新しく何かを成し遂げるには、革命的なマインドが必要である反面、それだけではダメともいいます。ムーブメントを一過性のものではなく、日常に根付かせるには何よりも卓越した技術が不可欠なのだと。千葉さんの確かな技術を礎に、クラフトビールという新しい歴史が浜松に刻まれていくことでしょう。

 

 

 

Octagon Brewing(オクタゴン・ブリューイング)醸造責任者 千葉恭広

大阪府門真市出身。日本の大学を卒業後、理論的にビール造りを学ぶため、ドイツのミュンヘン工科大学醸造工学部へ入学。フライベルガー醸造所およびヴァイエンシュテファン研究醸造所での実地研修を経て、2011年にディプロム・ブラウマイスターの資格を取得。帰国後は東京で若手醸造家の技術指導アドバイザーを務める。2017年11月からオクタゴン・ブリューイングの醸造責任者を務めている。

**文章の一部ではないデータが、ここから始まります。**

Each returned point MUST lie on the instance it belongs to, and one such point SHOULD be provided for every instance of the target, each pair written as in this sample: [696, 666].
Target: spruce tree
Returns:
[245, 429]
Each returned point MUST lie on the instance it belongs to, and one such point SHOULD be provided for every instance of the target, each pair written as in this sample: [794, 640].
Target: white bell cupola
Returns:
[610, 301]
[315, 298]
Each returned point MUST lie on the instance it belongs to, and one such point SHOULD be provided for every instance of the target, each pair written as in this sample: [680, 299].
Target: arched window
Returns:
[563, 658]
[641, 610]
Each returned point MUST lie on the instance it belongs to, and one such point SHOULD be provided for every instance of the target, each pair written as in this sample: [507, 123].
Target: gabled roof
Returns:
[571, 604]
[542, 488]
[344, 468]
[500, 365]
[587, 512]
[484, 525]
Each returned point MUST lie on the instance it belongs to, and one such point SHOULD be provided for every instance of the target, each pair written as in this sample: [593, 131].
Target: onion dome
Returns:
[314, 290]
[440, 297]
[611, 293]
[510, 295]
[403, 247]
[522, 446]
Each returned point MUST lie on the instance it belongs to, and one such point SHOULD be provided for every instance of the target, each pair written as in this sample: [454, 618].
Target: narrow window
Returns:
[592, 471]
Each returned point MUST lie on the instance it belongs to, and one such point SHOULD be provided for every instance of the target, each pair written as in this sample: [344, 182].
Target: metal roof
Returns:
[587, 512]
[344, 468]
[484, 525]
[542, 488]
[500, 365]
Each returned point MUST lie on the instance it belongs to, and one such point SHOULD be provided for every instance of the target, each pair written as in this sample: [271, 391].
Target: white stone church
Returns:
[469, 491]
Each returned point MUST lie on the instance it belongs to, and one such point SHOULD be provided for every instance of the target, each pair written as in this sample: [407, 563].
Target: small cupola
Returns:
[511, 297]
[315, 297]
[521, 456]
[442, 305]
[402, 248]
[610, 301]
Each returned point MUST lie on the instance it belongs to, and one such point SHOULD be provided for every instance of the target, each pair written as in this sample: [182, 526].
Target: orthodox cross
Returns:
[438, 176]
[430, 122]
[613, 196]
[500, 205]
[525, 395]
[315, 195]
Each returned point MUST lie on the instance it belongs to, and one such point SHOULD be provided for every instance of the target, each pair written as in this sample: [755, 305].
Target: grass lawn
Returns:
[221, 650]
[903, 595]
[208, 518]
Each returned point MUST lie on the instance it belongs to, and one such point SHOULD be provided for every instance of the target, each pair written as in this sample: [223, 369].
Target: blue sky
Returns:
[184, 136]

http://octagonbrewing.com/

 

※浜松クラフトビールフェス

2018年からソラモで行われている、全国各地のから100種類以上に及ぶクラフトビールを楽しめるイベント。

2020年は「浜松クラフトビールフェスONLINE」として、10/11にオンライン生放送配信が予定されている。